– ¿Hay alguna escalera de mano en el garaje? -preguntó Wexford a su mujer.
– Creo que sí. ¿Por qué lo preguntas?
– No te sorprendas si ves aparecer una cara en la ventana. Los medios de comunicación nos han invadido.
– ¡Dios mío, Reg!
La noche anterior, el jefe de policía había ido a visitarla. Vencida por la fatiga. Dora se había tendido en el sofá en bata, pero pese a que le había advertido de la llegada del jefe de policía, había decidido no vestirse. Wexford se había alegrado de que mostrara un espíritu tan independiente y esperado que hiciera lo mismo cuando Ryder le expusiera su petición. Se negaría…, eso sí, con toda cortesía, deshaciéndose en disculpas incluso, pero no permitiría que un comecocos la sumiera en un trance.
No se negó.
Y ahora incluso parecía esperar el momento con impaciencia.

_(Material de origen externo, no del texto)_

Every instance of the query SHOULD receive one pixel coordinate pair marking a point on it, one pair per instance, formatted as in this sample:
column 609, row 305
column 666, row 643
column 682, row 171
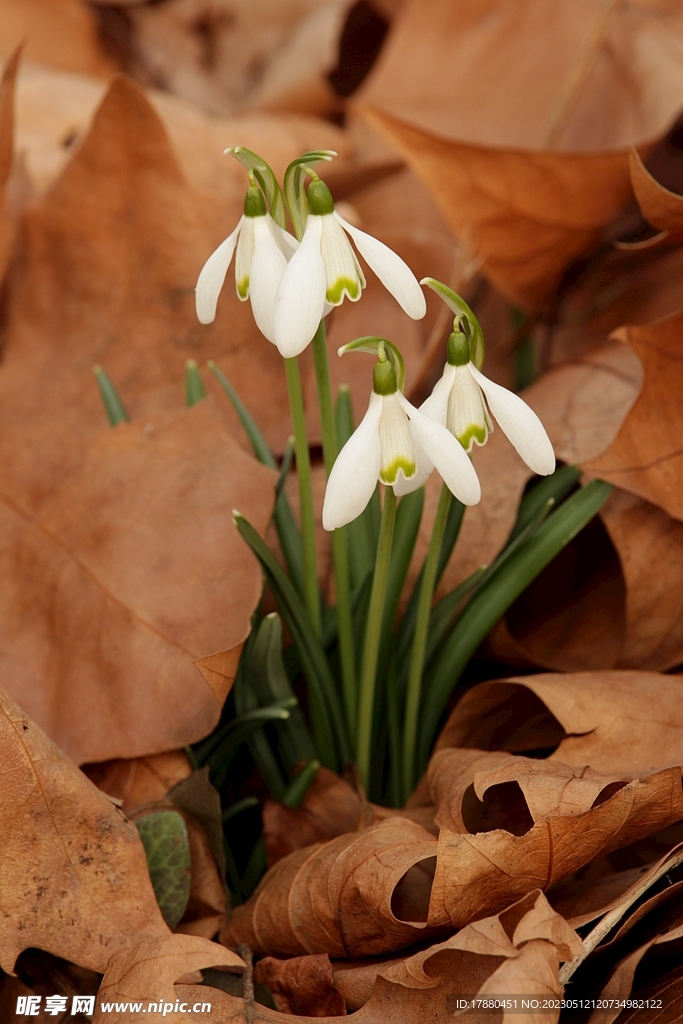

– Tengo que levantarme; hoy me hipnotizan.
Wexford no recordaba haber visto jamás tantos periodistas en Kingsmarkham, ni por el asesino en serie, ni siquiera por el asesinato de Davina Flory y su familia. Tenían los vehículos aparcados en todas partes, y los policías de tráfico habían puesto manos a la obra, anotando matrículas y poniendo multas. No tardarían en empezar a colocar cepos.
Imaginaba las invasiones en la granja de Pomfret, la pequeña casa de la señora Peabody en Stowerton, el asalto a Andrew Struther en Savesbury House. Lo imaginaba todo sin necesidad de presenciarlo. Debían defenderse lo mejor posible, y tal vez todo fuera para bien.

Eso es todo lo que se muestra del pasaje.